We decided to have lunch at an exotic chic open air restaurant called La Café which was veritably situated on the rocks so to speak. But they did not have anything worthwhile to eat especially for marathoners looking to carbo-load on the day before the race. So, off we went to the famous Saravana Bhavan on M.G. Road for a sumptuous meal at Rs.60/-. The meal consisted of a large portion of rice fit for 6 hungry people plus sambhar, rasam, curry &papad. Meals done we rested for a while in our rooms before deciding to head out to Auroville in the evening for collecting our bibs and listening to Barefoot Ted McDonald and meeting friends.
Auroville is a sleepy little commune created by French speaking people who believed in the principles of Mother – so they have a kind of holistic peaceful living – a kind of heaven on earth. Auroville is 13 kms from the main Pondi town of which 8 kms is a sleepy village which leads to Auroville. It is from here that we could see the kind of destruction that the cyclone had wreaked on the city. Mighty trees were uprooted and temple walls were broken down exposing the gods to the cruelty of nature.

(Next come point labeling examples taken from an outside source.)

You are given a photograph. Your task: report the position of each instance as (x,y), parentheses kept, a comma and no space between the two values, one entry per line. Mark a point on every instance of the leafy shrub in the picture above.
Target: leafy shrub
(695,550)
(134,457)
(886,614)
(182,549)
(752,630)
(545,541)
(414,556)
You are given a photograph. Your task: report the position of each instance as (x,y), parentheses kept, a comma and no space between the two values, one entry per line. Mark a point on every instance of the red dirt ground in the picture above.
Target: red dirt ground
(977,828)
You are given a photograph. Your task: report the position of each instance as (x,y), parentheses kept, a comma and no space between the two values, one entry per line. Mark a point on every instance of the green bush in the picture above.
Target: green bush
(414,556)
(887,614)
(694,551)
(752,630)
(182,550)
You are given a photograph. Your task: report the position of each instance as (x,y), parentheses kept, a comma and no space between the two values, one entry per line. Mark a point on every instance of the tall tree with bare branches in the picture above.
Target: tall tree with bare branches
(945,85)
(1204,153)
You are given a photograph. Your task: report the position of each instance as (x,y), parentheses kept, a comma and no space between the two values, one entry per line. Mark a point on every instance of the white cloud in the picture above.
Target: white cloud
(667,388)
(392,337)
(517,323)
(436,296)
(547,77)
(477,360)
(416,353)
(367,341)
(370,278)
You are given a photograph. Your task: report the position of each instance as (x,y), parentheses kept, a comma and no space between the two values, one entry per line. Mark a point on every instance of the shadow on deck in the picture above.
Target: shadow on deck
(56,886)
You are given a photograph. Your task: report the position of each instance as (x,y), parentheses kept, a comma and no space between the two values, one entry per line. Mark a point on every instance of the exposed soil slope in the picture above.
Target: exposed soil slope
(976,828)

Upon reaching Auroville, we immediately headed for the hall where Barefoot Ted McDonald was about to commence his talk. Since the hall was packed to the rafters, the venue of his talk was shifted to an open air auditorium which again filled up faster than one could say Barefoot Ted McDonald. When asked by one runner during his talk as to which roads in India were the best for barefoot running, BFT categorically said it was the Mumbai roads – smooth as a baby bum!!
Bibs collected from the venue, we waited for the pasta dinner at 7.00 p.m. It was the most delicious pasta dinner that I have ever had – a super round off to carbo-loading. Since the marathon was starting at 5.00 a.m. and half at 6.00 a.m. and since Unmesh, Jo & Mahesh from our travelling party were scheduled to run the full, we decided to start out the next day morning at 3.45 a.m. to reach the starting point venue.

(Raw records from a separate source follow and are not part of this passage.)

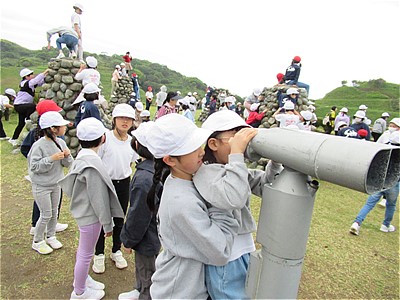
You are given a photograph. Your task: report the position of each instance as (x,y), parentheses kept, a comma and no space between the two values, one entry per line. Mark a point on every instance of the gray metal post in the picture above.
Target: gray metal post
(286,210)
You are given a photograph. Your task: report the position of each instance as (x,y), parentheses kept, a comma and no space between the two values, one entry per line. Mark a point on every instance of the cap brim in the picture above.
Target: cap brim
(196,140)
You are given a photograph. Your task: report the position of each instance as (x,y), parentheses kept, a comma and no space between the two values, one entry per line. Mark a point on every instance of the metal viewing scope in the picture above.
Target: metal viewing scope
(287,204)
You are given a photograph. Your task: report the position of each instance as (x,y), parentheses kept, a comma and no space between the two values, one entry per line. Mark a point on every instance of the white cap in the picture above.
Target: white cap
(311,107)
(223,120)
(10,92)
(175,135)
(395,121)
(256,92)
(289,105)
(306,114)
(254,106)
(360,114)
(24,72)
(91,61)
(184,101)
(139,106)
(91,88)
(123,110)
(145,113)
(50,119)
(90,129)
(141,133)
(394,137)
(291,91)
(78,5)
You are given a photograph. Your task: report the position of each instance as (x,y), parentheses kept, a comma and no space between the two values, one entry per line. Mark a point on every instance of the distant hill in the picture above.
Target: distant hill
(150,74)
(380,96)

On peaking of the window on Sunday morning at 3.45 a.m. I thought it was not cold at all – definitely not to worry about the chill factor. But the mosquito factor was a worry for sure because the previous night while sitting on the lawns waiting for the pasta dinner queue to subside, the mosquitoes surely sucked away copious quantities of my blood – probably one of the factors for my laggardly performance in the second loop!!

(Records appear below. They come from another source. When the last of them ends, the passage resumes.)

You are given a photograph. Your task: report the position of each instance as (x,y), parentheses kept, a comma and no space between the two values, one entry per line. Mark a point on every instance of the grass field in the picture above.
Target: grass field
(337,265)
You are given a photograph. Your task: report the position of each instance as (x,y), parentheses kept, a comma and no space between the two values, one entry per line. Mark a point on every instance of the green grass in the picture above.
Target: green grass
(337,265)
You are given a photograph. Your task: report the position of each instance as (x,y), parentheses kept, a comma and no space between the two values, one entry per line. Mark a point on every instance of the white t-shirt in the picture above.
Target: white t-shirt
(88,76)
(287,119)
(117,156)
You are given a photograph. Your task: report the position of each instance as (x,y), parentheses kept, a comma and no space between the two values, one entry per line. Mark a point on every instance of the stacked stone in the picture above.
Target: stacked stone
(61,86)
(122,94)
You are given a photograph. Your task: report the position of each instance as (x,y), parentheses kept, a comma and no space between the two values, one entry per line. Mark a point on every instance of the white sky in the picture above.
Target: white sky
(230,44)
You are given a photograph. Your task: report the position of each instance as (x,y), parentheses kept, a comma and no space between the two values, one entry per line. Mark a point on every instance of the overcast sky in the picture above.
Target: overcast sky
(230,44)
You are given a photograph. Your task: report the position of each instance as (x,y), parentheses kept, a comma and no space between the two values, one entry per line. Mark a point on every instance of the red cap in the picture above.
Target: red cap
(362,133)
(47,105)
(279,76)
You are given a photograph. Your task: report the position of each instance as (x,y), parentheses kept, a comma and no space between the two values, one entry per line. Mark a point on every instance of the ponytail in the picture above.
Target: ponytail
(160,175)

The Auroville marathon is a lesson in marathon organization. Everything precisely co-ordinated and neatly arranged in a low key manner – from the baggage counters, to the pre-race warm-ups to the beat of music, the announcements, water & aid stations, direction markers et al. The full marathon started at 5.00 a.m. in utter darkness but with all the runners going with a torch or a headlamp which the organizers insisted upon each runner to take as a necessity. The half marathon was to start at 6.00 a.m. but they deferred the start to 6.15 a.m. in order for some of the daylight to filter in and help the runners navigate the way in the early morning light, without falling over.
The half marathon starts on a tar road but quickly veers off into a trail road which is a kind of soft mud with loose top soil on it. There are gentle bumps on the road it is a pleasure to navigate these bumps because you are able to accelerate on the downside part of the bump. There are numerous twists and turns to the route but essentially major part of the route is on the mud track with loose soil. At one patch I thought the soil was like beach sand. There are gentle stones jutting out from track, but nothing treacherous to make one fall. There is also a small patch on paver blocks, after the 7 kms mark. But what hits you as you run along the route is the extent of devastation and damage that cyclone thane has wreaked on this forest. Entire trees had been uprooted and at many places the trees had fallen on the roads, but the people of the community had done a magnificent job of clearing the path by cutting those trees and so you have those neatly cut trees staring at you at several places.
For half marathoners, the route was two loops of 10.5 kms each, but the kms markings were way off the mark. I did not get to see the 10K and the 20K markers at all. Since it was not an out and back route like the Kaveri trail and the Bangalore Ultra you did not have people coming back on the same route. But there was certain paths where the road was narrow and you had to say “excuse me” to the slow runners or walkers ahead of you. It was a beautiful route and the organizers had taken pains in charting a different path for the full marathoners and half marathoners by creating some additional loops for the full marathoners here and there.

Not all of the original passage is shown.